Frage an Ralf Hauke von Matthias M. bezüglich Soziale Sicherung
Sehr geehrter Herr Hauke,
ich stelle an Sie, als Steuerberater und Politiker die Frage:
Welche Position beziehen Sie und Ihre Fraktion zur Petition:
Der Deutsche Bundestag möge beschließen ... das bedingungsloses Grundeinkommen einzuführen.
Ich bitte Sie keine allgemeine Ausführungen zu tätigen.
Ich freue mich auf die Antwort
Viele Grüße
Matthias Malok
Sehr geehrter Herr Malok,
bereits vor gut 20 Jahren habe ich im Rahmen meines Studiums der Wirtschafts- und Organisationswissenschaften das Modell des bedingungslosen Grundeinkommens (BGE) kennengelernt. Es wurde damals als "interessante Idee" bezeichnet, die aber wohl gesellschaftlich niemals durchsetzbar wäre. Dies ist deswegen besonders bemerkenswert, weil die Helmut-Schmidt-Universität sicher eher als konservativ zu qualifizieren ist.

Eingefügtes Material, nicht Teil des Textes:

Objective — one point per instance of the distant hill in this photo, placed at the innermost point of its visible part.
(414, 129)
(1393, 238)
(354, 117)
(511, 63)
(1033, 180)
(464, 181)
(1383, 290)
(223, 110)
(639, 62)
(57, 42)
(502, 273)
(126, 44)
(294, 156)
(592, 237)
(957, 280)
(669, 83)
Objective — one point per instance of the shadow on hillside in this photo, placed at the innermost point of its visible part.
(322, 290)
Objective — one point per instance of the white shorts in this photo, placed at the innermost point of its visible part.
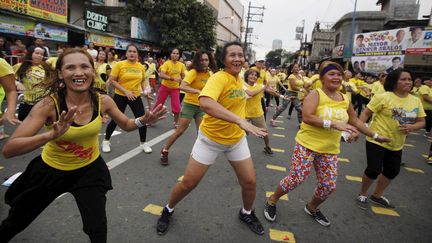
(205, 151)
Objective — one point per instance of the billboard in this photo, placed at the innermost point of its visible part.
(55, 11)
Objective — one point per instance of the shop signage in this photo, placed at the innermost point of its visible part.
(96, 21)
(55, 11)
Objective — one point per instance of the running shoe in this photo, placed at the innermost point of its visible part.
(362, 202)
(146, 148)
(318, 216)
(267, 150)
(382, 201)
(106, 146)
(163, 221)
(252, 221)
(164, 157)
(270, 212)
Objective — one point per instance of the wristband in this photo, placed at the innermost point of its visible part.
(327, 124)
(138, 123)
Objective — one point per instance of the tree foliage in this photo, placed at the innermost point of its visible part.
(185, 24)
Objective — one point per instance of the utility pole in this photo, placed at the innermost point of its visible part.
(250, 18)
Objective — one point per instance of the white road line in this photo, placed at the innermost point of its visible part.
(134, 152)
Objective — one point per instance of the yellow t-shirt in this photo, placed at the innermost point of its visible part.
(323, 140)
(99, 83)
(377, 88)
(174, 71)
(273, 82)
(129, 76)
(195, 80)
(76, 148)
(425, 90)
(253, 104)
(263, 75)
(32, 81)
(52, 61)
(389, 111)
(297, 81)
(228, 91)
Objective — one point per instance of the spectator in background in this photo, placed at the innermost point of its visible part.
(92, 51)
(4, 48)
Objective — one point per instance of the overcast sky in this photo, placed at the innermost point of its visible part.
(282, 16)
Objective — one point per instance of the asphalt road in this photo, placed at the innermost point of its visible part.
(210, 212)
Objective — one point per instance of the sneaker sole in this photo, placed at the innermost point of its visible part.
(319, 222)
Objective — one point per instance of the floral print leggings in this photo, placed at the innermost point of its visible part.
(301, 166)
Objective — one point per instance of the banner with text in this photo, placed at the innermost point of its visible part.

Aus ökonomischer Sicht ist zunächst herauszustellen, dass es in Deutschland dutzende Formen von Transferleistungen gibt mit einer geradezu ausufernden, ineffizienten Bürokratie. Alle Bereiche zusammengenommen, ergeben sich schon heute für weite Teile der Bevölkerung in der Summe Leistungen, die in die Richtung eines BGE gehen. Allein schon durch die im Rahmen eines BGE einsparbaren Kosten der Verwaltung, Anspruchsprüfung, Auszahlung und Kontrolle von Transfers könnten die Transferleistungen bereits merklich steigen. Nicht unerwähnt bleiben sollte auch, dass das BGE wieder unmittelbar in den Wirtschaftskreislauf fließt, verkonsumiert wird. Dies führt entweder unmittelbar etwa durch die Umsatzsteuer oder mittelbar zu Steuereinnahmen - das BGE finanziert sich daher zum Teil aus sich heraus.
Zur Finanzierung der bisherigen Sozialleistungen wird fortlaufend in marktwirtschaftliche Prozesse eingegriffen und die Rahmenbedingungen geändert. Dies ist weder ökonomisch sinnvoll noch sozial gerecht. Vor allem die Koppelung der Sozialkosten an die betrieblichen Lohnkosten verschlechtert die internationale Wettbewerbsfähigkeit zusehends.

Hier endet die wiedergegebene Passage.